Par la suite, le travailleur avait été employé temporairement séparés spatialement pour une commande d'essai. L'employeur a également rejeté les exigences de formation des employés. Cela se est produit parce que le budget de formation a été largement dépassé. De son leadership dans le livre contumace a été nécessaire. Toutefois, cette exigence ne était pas seulement l'employé, mais tous les membres du service d'audit, qui comprenait l'employé se plaindre.

Également effectué l'appel à la direction de l'absence de l'ouvrage, avec l'approbation du comité du personnel. Le manager a refusé en raison de la situation de conflit existant et de mener une réunion de quatre à-tête avec l'employé et a exigé la participation d'une tierce personne. Non pris en compte le GAL a finalement laissé cet employé la médiation pour résoudre le conflit dépend fait que l'employeur préalablement admis les allégations d'intimidation contre les superviseurs.

Dans toutes ces actions et les événements, les juges ont vu mais toujours aucune allégation d'intimidation.
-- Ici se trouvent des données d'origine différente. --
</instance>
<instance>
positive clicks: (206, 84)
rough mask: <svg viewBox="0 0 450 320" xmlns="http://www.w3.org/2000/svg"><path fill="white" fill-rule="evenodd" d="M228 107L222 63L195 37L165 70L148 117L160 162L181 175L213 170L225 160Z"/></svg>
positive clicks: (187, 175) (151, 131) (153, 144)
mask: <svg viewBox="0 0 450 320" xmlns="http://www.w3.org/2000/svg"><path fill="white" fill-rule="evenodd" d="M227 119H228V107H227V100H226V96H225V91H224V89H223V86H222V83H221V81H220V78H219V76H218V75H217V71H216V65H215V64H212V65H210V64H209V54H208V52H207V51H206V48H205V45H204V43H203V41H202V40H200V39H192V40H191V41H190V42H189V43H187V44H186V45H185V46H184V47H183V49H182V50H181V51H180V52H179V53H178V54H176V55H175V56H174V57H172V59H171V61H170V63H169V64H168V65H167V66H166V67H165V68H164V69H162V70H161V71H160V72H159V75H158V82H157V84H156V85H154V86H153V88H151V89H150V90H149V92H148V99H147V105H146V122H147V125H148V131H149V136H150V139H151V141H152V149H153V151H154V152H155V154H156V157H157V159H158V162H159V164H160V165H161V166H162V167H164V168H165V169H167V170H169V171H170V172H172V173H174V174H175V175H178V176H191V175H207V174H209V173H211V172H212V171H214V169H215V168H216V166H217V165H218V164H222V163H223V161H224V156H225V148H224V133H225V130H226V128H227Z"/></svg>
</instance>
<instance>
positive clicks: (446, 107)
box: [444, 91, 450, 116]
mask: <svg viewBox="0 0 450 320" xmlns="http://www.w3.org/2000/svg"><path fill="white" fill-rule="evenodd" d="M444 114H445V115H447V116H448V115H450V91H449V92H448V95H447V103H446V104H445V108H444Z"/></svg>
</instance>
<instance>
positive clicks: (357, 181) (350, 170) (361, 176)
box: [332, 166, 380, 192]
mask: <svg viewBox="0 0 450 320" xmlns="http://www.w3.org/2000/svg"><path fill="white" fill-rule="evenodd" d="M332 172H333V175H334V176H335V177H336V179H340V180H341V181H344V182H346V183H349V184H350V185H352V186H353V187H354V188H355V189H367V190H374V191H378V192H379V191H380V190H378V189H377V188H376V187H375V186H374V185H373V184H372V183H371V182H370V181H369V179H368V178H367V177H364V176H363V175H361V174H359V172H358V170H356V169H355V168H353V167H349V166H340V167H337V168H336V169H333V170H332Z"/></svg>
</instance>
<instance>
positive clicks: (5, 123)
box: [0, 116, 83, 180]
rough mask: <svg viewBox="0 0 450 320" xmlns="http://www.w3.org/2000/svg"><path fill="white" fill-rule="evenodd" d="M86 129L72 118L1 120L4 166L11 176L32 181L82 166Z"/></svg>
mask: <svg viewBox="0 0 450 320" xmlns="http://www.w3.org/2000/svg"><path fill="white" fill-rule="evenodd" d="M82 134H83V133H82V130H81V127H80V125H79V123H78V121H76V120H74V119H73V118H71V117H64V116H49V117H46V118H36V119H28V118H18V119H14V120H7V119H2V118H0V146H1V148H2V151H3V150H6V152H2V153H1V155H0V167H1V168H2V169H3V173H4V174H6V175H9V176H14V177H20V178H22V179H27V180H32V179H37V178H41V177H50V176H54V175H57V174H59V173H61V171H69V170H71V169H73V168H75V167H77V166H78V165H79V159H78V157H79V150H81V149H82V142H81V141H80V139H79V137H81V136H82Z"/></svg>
En raison de l'intimidation ne pouvait être parlées lorsqu'un employé systématiquement harcelé, victime de discrimination ou d'hostilité volonté. Ce qui est nécessaire est un plan d'ensemble, pas les événements tant individuels. Pour le traitement oppressif ou discriminatoire systématique est le
employé plaidoirie demandeur et la prescription preuve. Cette preuve a l'employé, mais pas du point de vue du juge.
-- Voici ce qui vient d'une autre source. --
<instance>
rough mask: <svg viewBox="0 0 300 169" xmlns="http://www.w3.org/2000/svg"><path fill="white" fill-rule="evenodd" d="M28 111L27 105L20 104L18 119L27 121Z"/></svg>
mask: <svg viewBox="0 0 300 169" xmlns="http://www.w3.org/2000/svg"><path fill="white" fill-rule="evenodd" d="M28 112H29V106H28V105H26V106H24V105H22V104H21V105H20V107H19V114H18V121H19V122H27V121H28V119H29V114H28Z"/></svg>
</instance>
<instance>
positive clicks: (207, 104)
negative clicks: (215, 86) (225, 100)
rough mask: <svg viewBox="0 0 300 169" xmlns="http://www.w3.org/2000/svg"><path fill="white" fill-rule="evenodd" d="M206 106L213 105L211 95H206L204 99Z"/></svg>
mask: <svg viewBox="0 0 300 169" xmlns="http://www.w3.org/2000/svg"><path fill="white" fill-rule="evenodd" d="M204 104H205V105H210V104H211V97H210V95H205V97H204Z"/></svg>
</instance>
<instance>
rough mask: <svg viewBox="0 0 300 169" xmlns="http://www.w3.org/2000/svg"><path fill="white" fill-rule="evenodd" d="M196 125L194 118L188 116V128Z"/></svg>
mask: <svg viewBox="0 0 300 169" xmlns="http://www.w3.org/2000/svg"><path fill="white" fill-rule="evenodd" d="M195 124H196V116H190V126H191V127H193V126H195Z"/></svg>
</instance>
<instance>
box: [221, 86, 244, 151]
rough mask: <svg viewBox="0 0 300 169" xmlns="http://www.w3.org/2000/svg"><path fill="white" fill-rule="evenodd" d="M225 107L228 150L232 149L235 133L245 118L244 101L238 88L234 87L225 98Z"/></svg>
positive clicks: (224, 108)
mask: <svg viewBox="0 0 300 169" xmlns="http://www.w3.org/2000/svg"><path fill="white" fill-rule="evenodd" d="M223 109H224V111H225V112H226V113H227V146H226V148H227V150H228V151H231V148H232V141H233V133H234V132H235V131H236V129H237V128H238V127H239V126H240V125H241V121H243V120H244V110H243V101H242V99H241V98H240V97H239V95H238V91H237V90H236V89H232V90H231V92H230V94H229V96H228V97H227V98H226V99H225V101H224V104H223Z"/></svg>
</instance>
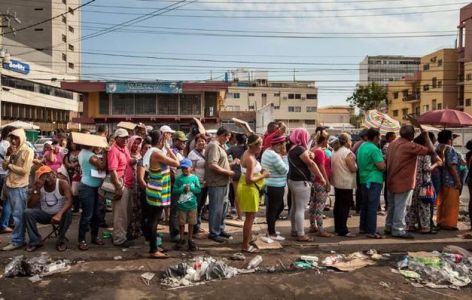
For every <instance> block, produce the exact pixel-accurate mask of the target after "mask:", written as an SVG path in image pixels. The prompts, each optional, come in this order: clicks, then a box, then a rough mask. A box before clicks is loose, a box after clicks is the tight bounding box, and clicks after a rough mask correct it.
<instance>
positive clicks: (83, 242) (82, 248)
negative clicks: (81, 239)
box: [78, 241, 88, 251]
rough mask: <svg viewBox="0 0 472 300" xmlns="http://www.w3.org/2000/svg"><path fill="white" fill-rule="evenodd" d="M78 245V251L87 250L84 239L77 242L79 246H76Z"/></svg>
mask: <svg viewBox="0 0 472 300" xmlns="http://www.w3.org/2000/svg"><path fill="white" fill-rule="evenodd" d="M78 247H79V250H80V251H87V250H88V245H87V243H86V242H85V241H81V242H80V243H79V246H78Z"/></svg>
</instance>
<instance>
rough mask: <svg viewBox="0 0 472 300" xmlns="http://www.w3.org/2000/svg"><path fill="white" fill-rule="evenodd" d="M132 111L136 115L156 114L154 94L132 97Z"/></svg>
mask: <svg viewBox="0 0 472 300" xmlns="http://www.w3.org/2000/svg"><path fill="white" fill-rule="evenodd" d="M134 106H135V107H134V110H135V114H136V115H155V114H156V95H155V94H136V95H135V96H134Z"/></svg>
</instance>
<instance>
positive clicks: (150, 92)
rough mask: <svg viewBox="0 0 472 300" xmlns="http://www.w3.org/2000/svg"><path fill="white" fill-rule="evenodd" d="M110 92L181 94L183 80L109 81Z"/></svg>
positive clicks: (128, 93)
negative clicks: (126, 81)
mask: <svg viewBox="0 0 472 300" xmlns="http://www.w3.org/2000/svg"><path fill="white" fill-rule="evenodd" d="M106 92H107V93H108V94H180V93H182V82H181V81H149V82H138V81H136V82H131V81H128V82H108V83H107V84H106Z"/></svg>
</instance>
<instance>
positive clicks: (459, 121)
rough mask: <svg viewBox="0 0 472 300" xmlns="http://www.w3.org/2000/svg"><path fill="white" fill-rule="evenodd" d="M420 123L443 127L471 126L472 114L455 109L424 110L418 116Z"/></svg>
mask: <svg viewBox="0 0 472 300" xmlns="http://www.w3.org/2000/svg"><path fill="white" fill-rule="evenodd" d="M417 120H418V122H419V123H420V124H428V125H439V126H443V127H467V126H472V116H471V115H469V114H468V113H466V112H463V111H460V110H455V109H440V110H433V111H429V112H426V113H424V114H422V115H421V116H419V117H418V119H417Z"/></svg>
La critique est admise et aucune intimidation

Pour chaque mesure, les juges ont vu des raisons tout à fait objectives. Ils ont également souligné que les situations de conflit, même prolongées surviennent dans les conditions de travail. L'employeur doit exercer son droit d'émettre tant qu'il ne révèle pas clairement ne pas tendance vexatoire.

Enfin, le juge a également considéré que le comportement des supérieurs ne peut représenter les réponses aux provocations de l'employé. Pas toute critique légitime ou couvert par l'employeur de toujours demander la même blessure représente une personnalité qui conduirait à une demande de la douleur et de la souffrance

Prendre au sérieux les allégations d'intimidation

En outre, si les juges ont clairement une fois de plus dans cette décision que chaque critique est égale à l'intimidation, mais vous devez répondre à l'intimidation allégations de la part des employés. Parce que il ya certainement des cas où les travailleurs ont été attribués pour la douleur et la souffrance. Par exemple, le Tribunal du travail Siegburg dans l'arrêt du 11 Octobre 2012, numéro de dossier: 1 Ca 1310-1312, un responsable informatique attribué pour la douleur et la souffrance d'un montant de 7000 €.
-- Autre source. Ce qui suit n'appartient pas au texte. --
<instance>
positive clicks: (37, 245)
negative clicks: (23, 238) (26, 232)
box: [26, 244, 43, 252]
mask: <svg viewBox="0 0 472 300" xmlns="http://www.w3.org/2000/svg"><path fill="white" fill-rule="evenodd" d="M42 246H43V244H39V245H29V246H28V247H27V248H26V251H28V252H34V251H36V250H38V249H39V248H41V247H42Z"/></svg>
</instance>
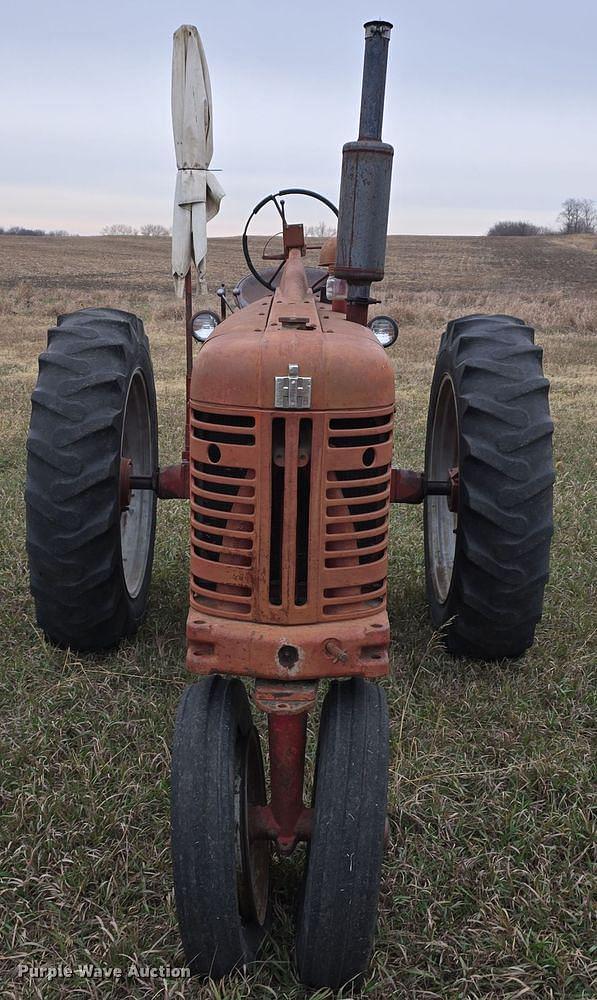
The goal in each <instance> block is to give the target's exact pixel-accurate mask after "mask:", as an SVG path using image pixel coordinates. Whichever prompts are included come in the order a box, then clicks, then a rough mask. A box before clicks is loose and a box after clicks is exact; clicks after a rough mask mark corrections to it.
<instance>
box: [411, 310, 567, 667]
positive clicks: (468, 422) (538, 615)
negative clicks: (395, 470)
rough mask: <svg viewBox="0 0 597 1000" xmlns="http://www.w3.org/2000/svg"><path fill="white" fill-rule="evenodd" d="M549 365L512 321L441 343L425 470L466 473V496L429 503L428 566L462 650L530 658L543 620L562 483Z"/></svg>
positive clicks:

Ont été condamnés à la fois l'employeur et le superviseur immédiat conjointement et solidairement. Le fond est que le personnel avait initialement signalé à de nombreuses reprises qu'il ne était pas occupé. L'employeur lui a alors demandé de ne pas sur les tâches, mais l'obligeait à formuler des rapports de travail et lui a demandé de trier déchets d'ordinateurs. À la suite de conflits en milieu de travail de plus en plus intensifiée.

Le tribunal suppose que les actions du superviseur immédiat devraient systématiquement entraînent l'exclusion de l'employé et sont également imputable à l'employeur. Suggérant à l'employé qu'il était personnellement et professionnellement inappropriée. Cela a conduit à la demande de la douleur et de la souffrance.